Though the sector is considered healthy and well-managed, credit unions and the CUSOs (credit union service organizations) that support them with tailored offerings face upheavals in the next couple of years. The PYMNTS December 2019 Credit Union Tracker looks at the changing topography of the CU space, as digital transformation challenges the “all for one, one for all” mentality that has undergirded their business model since the 1800s.
A Small Change It’s Not
Strong balance sheets in key areas like credit card debt ($64.4 billion), car loans ($382.9 billion) and mortgages find most credit unions on solid footing as 2020 begins. But change is in the air, and it’s the intoxicating scent of digital transformation. Specifically, the metamorphic impact of mobile open banking and instant payments has been the first real test of the trust bond that holds CUs together. With the possible exception of FinTechs that stand to gain from customer defections and perhaps some legacy banking competitors, no one is rooting against the CUs. Even so, they have decisions to make — and quickly, too.

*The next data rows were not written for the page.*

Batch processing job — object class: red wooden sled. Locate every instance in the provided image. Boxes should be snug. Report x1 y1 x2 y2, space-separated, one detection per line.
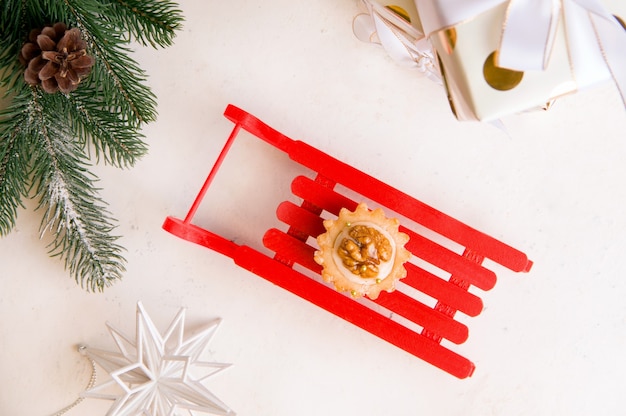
163 105 532 378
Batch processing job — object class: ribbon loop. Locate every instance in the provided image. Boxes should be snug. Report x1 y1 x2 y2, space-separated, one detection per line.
415 0 626 109
498 0 561 70
352 0 441 82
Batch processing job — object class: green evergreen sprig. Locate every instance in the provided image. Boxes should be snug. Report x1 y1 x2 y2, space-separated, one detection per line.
0 0 183 291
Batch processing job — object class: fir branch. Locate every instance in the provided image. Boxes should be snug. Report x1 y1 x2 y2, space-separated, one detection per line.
0 0 182 291
103 0 183 48
29 91 125 291
0 86 30 235
64 0 156 125
64 89 148 167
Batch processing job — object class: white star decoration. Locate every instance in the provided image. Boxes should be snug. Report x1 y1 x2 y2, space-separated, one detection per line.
83 302 235 416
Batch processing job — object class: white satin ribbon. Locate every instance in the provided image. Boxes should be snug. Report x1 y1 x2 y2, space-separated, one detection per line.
415 0 626 105
352 0 441 82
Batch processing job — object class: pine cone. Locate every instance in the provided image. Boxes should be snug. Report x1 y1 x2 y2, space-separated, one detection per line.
20 23 94 94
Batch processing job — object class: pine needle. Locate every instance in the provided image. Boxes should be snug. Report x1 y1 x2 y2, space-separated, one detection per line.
0 0 183 291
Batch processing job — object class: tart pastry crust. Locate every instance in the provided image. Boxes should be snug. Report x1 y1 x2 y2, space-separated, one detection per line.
314 203 411 299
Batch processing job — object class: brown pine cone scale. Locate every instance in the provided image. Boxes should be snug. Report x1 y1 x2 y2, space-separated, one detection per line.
20 23 94 94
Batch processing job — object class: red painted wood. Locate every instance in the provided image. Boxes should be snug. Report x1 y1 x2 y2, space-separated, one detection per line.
163 105 532 378
263 228 468 344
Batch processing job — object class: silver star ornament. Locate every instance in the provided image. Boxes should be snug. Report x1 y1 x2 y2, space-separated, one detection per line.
82 302 235 416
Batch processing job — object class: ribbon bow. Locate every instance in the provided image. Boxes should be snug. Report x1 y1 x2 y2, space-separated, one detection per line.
352 0 441 83
415 0 626 105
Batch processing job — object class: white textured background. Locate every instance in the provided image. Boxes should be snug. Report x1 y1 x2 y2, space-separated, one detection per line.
0 0 626 416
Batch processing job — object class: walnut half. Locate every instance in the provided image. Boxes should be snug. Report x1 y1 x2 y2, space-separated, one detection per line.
314 203 411 299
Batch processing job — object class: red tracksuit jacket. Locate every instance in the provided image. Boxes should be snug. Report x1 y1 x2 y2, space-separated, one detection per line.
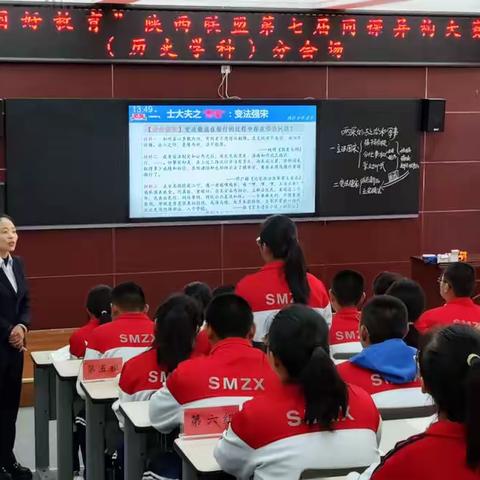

That help is forthcoming, as in the case of the Central Bank of Ireland, which is changing regulations to favor more CU lending with higher limits. There is a sense, however, that CUs themselves bear responsibility for falling behind the digital banking trends that first took hold with consumers. FIs are not accustomed to customers telling them which products to offer, but in the mobile instant payments world driven by millennials and Gen Zers, that’s the deal — take it or leave it.
Digital Unison
The National Credit Union Administration (NCUA) trade group reported that net income for credit unions fell by 1.1 percent in Q3 2019, which is a concern for the entire sector. Continued downward pressure on interest rates explains much of the drop, and net interest (CUs’ primary income source) was also off for the quarter. There are encouraging signs, too, such as fee income rising more than 7 percent year over year (2018-19) and robust loan originations.
While their traditional services remain viable and profitable, the real action for CUs going forward is in digital. Any doubt about this was erased when the credit union service organization PSCU recently announced an overall $100 million investment in solutions and services, $35 million of which has been earmarked for Lumin Digital, the company’s digital banking platform, over the next three years. PSCU says it will focus on developing a new, customer-centric payments platform with a greatly improved CX. Machine learning and artificial intelligence (AI) have a place in the plan, too.
Improvements happening across the CU and CUSO spectrum indicate that they’ve gotten the message about digital banking, and they’re on it. But credit unions must remember that trust is their cornerstone. Card account security, fraud and seamless digital experiences — daunting tasks facing all FIs — are especially urgent for CUs and their partners. Expect to see more emotional marketing from the CU base as they leverage goodwill (and digital products) in 2020.